As usual, I waited until the last minute. The girls had received some beautiful summer clothes as presents at Easter, and I wanted to commit them to film before Leah and Rachel wore them and got them dirty and lived-in-looking. Oh, and I'm taking the girls home to Windsor in 10 days for a family visit, and I want to pack the clothes, so I had to get the photos taken sooner rather than later.
So I called up the Wal-Mart Portrait studio and tried to book a weekend morning appointment. Yeah, I could get one. IN SEPTEMBER. So, I think a minute and arrange for 6 p.m on Friday night.

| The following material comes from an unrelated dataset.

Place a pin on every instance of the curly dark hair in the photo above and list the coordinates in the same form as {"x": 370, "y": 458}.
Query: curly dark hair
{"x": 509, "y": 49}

It'll be OK, I reassure myself, I'll pick them up from daycare, get them changed, fix their hair, bribe them to be good by promising McDonalds after the sitting, and it'll all be just peachy.
It starts out according to plan. I pick the girls up and we go home to change. I want Rae's hair to look really curly in the picture, so I spritz her hair with a spray bottle of water. I brush Leah's hair and off we go. It's cold, so I put pants on them under their summer skirts. We get to the studio 5 minutes early, and then the fun begins. The studio is at the back of the store, near the fabric and craft section. Rachel takes off her pants and is sitting like an angel. I turn my back for one second to help Leah, and Rachel's off like NASCAR driver, running giggling and screaming out into the store. I take off after her, yelling to Leah to stay put, and manage to grab Rae by the arm after chasing her through the fabric section. I pick her up, call her a monkey and take her back.
The photographer, Shauna, has no idea what she's in for. The deal is that you pay $5 for your initial package, but they take another 6 pix and charge you the earth for various sized copies of them. Well, it takes 6 times to get a decent picture of both of them together where Leah has a) her eyes open and b) a nice smile not a grimace; and Rachel isn't a) frowning, b) flashing her pull-up, c) flashing her whole bare midsection by pulling up her dress, d) trying to lunge off the platform to get at the toy the photographer is using to get her attention, e) trying to remove the backdrop from its holder at the back of the platform, or f) trying to pull Leah's hair. But we get that decent first picture. Barely.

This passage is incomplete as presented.